To be sure, U.S. production supremacy in relation to its major trading partners had diminished. At the same time, however, the dollar could now be unleashed (at least partially) from self-imposed constraints and U.S. monetary policy could become increasingly unilateral and more purely self-interested. U.S. Treasury Secretary John Connolly famously informed the Europeans, “The dollar is our currency but your problem.” Richard Nixon declared, “There is no longer any need for the United States to compete with one hand tied behind her back.”

“Bretton Woods II,” the system that emerged gradually out of the crisis of the 1971, contains its own contradictions. The fiat international reserve currency underwrote the ascendancy of finance capital and the concomitant development of neoliberalism, cause and effect of the decline of labor movements on a global scale.

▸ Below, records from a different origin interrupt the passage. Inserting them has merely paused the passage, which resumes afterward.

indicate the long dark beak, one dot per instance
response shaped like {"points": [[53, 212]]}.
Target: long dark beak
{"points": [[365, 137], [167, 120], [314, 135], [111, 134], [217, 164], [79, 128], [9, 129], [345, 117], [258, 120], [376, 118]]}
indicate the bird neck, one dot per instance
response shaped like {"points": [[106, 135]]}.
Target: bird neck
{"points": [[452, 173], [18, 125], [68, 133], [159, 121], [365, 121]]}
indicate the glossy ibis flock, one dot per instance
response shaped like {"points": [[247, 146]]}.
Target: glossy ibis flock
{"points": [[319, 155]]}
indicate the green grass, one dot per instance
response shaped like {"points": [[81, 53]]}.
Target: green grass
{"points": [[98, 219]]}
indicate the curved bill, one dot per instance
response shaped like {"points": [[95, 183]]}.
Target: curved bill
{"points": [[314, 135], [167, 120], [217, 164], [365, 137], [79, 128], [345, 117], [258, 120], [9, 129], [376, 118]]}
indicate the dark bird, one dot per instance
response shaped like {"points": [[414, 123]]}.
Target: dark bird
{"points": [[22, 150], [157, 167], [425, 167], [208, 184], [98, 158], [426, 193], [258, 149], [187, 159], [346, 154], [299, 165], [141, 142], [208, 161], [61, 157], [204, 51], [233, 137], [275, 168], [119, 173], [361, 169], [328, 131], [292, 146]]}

This transformation was aided at every step by the IMF and World Bank, first during the global debt crisis of the early 1980s, with the imposition of crippling structural adjustment programs throughout the global south, then more recently in the de-regulatory bacchanal that contributed to the global financial crisis that started in 2008. The remedies- more deregulation, privatization, and austerity, endorsed enthusiastically by the EU and only somewhat less so by the IMF—have generated growing inequality, poverty, and unemployment, provoking a backlash to a supposedly benign globalization.

There can be little doubt that the resilience of the dollar as international reserve currency is generating growing instability and conflict, not least because the ability to prevent access to payment systems enables the United States to carry out economic warfare through the use of extraterritorial sanctions. In addition, the dollar’s “safe haven” status has allowed the Treasury to finance massive and seemingly unsustainable debt levels, currently $22 trillion and set to approach $34 trillion by 2028 alongside massive increases in consumer debt. Trump’ ominous but incorrect designation of China as a ‘currency manipulator” along with pressure on the Federal Reserve to reduce interest rates also suggests that central banks may be brought up to the front lines of the trade war that has thus far been waged through tariffs, sanctions, and the campaign against the WTO.

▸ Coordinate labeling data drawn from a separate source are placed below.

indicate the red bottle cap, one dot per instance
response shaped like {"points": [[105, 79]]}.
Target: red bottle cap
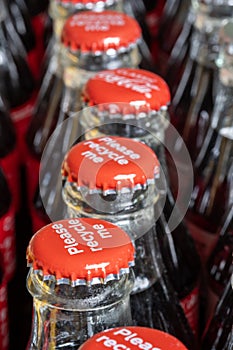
{"points": [[98, 32], [133, 338], [110, 164], [80, 251], [135, 88], [88, 4]]}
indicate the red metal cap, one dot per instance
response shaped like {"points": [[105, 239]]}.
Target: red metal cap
{"points": [[140, 88], [133, 338], [110, 164], [77, 251], [100, 31], [88, 4]]}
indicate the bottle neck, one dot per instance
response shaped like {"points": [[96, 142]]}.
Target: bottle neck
{"points": [[78, 68], [135, 214], [205, 37], [3, 12], [149, 129], [65, 316], [215, 167]]}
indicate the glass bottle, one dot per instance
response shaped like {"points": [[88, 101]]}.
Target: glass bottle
{"points": [[147, 123], [17, 84], [174, 31], [192, 105], [80, 278], [133, 337], [212, 180], [9, 152], [7, 229], [219, 264], [38, 11], [84, 54], [4, 321], [219, 333], [114, 178], [23, 26]]}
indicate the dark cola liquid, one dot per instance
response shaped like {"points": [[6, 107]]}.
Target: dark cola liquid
{"points": [[16, 83], [36, 7], [22, 22], [5, 201], [173, 34], [219, 333], [7, 132], [219, 265], [210, 189], [45, 118], [157, 307], [192, 105], [180, 256]]}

Can the dollar be replaced, either wholly or in part, by either the euro or the renminbi? Noting that the EU pays for 80% of its energy imports in dollars, outgoing Commission President Jean-Claude Juncker has called for the euro to become the “active instrument of a sovereign Europe.” Yet, the EU’s inability to develop even a modest “special purpose vehicle” to resist U.S. extraterritorial sanctions on Iran illustrates vividly the limits of Europe’s power. The share of reserves held in euros by central banks has remained at approximately 20% for many years, compared to the steady U.S. share of 62%. While the euro serves the (sputtering) German export machine, it contributes to regional disintegration by promoting austerity and uneven development.

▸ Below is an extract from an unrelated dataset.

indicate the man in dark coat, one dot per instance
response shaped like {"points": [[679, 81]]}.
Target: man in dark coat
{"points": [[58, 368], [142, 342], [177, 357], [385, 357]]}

The renminbi is gaining some reserve currency status through the Belt and Road Initiative. China has also established a place in the IMF’s basket of reserve currencies. In contrast to Europe, China played a central role a decade ago (along with the USA) in providing global stimulus in response to the global financial crisis.   However, it is not certain that such a rescue operation could be repeated today. The slowdown in growth, the persistence of capital controls, and soaring debts levels greatly limit the international reserve currency status of the renminbi, which now accounts for less than 2% of central bank reserves.   China’s $3 trillion holding of U.S. Treasuries represent just 17% of total foreign- held U.S. Treasuries and in fact provides only very limited leverage over Washington. At the present time, the dollar remains the dominant anchor currency; the challenge to its supremacy lies primarily in U.S. domestic politics. Even a modest increase in Special Drawing Rights supervised by the IMF is unlikely to be any more acceptable to Washington than was Bancor was 75 years ago.